Clean laundry can also reassure residents and their families that overall a facility is clean, as smell is one key indicator of cleanliness and this can affect not only a resident’s comfort level, but also the impression family members have of the facility. Cleaning and disinfecting with trusted brands and well-known products can provide a comforting, familiar experience that puts residents and guests at ease, particularly in the LTC sector, where familiar scents can help residents feel like they're in their own homes.

Safe, Simple and Effective

A safe, simple and effective cleaning routine is part of creating a home-like environment for residents and helping avoid exposure to harmful germs that can lead to illness.

  • Safe

Avoid corrosive or harmful chemicals that are hard on the skin or air and can pose respiratory challenges to someone with an already weakened system. Utilize closed loop packaging for concentrates to avoid chemical contact with employees.
  • Simple

Use multipurpose cleaners that clean and disinfect in one step, cutting out extra steps and reducing chemical training costs
  • Effective

Get the job done right the first time. Avoid rewashes, reduce exposure to both cleaning chemicals and soils.

Properly cleaning and disinfecting resident rooms and common areas can help reduce disease transmission, and facility managers should always be vigilant in their cleaning efforts and staff training.
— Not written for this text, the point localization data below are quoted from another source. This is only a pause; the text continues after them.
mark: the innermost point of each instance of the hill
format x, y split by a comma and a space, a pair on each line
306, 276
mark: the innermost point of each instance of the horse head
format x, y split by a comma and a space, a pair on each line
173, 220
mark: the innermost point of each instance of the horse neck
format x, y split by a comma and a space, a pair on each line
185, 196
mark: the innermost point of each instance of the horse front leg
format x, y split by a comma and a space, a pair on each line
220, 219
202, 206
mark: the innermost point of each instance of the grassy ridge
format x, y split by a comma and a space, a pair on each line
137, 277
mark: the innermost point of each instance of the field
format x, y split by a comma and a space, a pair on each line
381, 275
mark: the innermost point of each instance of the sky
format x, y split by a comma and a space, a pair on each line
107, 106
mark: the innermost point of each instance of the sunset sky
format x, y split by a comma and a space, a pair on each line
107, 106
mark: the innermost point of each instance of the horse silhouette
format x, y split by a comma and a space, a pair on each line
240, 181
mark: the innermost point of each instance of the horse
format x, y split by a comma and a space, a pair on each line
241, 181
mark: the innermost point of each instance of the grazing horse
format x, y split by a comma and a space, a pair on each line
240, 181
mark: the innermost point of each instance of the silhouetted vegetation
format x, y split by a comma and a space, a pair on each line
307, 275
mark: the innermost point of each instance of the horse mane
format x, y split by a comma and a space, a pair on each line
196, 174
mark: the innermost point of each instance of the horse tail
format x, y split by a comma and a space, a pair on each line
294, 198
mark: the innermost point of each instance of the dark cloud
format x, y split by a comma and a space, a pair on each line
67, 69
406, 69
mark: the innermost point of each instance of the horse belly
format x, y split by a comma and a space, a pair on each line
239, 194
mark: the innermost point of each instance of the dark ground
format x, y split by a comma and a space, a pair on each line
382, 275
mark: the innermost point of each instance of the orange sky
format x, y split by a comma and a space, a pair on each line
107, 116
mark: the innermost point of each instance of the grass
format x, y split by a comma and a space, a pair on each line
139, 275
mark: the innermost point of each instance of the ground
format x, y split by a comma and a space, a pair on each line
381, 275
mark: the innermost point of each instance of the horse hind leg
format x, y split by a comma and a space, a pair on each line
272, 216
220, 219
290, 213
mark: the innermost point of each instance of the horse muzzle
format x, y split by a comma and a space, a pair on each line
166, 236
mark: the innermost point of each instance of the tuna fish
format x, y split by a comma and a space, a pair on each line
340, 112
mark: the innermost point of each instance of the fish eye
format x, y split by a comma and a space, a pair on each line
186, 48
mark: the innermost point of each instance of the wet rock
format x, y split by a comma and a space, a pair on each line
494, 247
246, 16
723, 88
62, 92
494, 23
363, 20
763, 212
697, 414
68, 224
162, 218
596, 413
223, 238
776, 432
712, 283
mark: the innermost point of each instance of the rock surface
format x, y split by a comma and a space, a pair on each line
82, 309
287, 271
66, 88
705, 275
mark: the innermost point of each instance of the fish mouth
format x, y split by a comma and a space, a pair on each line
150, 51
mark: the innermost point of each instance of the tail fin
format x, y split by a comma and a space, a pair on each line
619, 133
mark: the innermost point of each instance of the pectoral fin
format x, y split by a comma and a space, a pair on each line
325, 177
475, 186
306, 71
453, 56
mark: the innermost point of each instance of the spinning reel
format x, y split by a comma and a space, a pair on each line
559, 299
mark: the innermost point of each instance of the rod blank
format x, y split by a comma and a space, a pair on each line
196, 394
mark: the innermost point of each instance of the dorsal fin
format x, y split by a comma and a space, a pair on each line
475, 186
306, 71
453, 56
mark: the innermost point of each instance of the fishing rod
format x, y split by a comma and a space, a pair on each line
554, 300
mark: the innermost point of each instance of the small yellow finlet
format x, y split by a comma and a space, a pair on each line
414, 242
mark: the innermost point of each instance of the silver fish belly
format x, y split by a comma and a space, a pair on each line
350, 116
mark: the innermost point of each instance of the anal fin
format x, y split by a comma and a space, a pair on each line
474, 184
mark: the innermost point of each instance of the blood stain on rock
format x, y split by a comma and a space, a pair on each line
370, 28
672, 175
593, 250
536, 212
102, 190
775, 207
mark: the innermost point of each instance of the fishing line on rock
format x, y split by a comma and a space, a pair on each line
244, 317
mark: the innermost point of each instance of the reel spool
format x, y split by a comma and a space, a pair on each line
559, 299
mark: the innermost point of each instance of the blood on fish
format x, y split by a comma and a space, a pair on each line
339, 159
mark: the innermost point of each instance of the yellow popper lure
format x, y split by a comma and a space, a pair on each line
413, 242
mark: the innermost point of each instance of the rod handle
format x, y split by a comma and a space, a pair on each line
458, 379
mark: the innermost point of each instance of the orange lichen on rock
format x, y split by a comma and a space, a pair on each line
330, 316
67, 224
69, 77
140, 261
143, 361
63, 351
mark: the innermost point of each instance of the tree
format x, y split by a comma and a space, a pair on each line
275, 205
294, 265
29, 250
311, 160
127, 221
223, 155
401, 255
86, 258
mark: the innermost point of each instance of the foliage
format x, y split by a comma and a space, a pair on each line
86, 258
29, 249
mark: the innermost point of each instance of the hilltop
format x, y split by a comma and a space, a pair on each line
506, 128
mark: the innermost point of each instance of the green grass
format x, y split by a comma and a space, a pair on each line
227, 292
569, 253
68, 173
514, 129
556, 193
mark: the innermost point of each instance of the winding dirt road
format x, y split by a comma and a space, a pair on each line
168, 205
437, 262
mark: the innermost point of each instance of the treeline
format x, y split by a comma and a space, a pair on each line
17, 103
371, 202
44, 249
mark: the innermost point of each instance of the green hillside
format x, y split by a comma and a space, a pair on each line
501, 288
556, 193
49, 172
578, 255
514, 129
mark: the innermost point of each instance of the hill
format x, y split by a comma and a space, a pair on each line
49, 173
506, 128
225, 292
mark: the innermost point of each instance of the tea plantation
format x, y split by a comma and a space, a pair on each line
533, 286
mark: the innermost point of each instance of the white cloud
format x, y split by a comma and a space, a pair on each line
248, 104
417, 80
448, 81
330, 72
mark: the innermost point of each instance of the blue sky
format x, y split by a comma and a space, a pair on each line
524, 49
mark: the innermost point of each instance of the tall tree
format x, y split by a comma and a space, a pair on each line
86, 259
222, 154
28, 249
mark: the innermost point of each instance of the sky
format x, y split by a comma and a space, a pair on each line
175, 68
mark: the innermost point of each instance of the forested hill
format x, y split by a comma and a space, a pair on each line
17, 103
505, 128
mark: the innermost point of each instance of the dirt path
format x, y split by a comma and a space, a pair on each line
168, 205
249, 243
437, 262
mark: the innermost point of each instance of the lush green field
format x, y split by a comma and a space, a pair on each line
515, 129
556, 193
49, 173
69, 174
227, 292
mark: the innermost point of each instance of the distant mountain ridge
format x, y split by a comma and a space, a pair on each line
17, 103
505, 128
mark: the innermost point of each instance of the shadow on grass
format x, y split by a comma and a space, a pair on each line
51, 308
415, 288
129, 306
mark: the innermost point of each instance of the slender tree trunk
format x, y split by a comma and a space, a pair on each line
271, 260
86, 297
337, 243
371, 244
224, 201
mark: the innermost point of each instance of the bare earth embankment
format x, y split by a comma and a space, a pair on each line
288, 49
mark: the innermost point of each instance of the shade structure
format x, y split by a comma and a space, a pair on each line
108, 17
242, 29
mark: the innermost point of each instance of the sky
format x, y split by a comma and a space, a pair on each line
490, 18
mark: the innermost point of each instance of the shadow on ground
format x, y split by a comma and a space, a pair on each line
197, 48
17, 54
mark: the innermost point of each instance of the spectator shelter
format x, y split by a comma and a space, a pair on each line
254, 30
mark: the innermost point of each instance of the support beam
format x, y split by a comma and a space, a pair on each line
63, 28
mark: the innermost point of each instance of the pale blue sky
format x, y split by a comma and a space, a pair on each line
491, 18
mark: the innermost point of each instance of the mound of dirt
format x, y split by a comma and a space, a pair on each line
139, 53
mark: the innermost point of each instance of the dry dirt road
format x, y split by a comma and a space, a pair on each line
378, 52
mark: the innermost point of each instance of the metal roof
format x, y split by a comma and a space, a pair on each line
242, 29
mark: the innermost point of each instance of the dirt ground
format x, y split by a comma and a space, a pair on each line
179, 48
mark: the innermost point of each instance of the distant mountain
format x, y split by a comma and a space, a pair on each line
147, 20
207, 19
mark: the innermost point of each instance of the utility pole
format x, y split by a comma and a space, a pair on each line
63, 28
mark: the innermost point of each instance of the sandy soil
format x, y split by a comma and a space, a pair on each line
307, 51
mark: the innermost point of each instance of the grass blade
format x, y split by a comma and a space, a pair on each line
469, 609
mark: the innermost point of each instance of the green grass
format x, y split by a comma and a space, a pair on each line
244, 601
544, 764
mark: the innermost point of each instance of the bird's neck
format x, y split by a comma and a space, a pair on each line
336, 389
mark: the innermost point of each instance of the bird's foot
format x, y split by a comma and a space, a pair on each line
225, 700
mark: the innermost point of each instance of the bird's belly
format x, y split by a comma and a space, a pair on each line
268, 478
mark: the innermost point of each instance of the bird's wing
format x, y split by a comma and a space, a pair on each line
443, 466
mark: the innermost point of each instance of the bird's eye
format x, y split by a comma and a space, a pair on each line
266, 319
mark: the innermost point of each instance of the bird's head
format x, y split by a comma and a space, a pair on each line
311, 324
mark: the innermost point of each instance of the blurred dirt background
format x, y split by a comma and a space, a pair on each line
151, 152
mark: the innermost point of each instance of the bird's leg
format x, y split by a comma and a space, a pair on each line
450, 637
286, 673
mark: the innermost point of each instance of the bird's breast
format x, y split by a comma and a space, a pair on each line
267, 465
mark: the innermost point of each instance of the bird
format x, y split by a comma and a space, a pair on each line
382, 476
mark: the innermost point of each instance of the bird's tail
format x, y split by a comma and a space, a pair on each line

By promoting good hand washing practices, identifying high-touch surfaces and regularly cleaning and disinfecting, facility managers can help keep healthcare environments clean and hygienic. This, in turn, can help curb outbreaks and illnesses in facilities.

About Michael Kupneski

Michael Kupneski is the R&D Section Head for Procter & Gamble Professional. He is responsible for all formula design, technology development and process development for P&G Professional’s air care, hard surface cleaners and dish products, globally.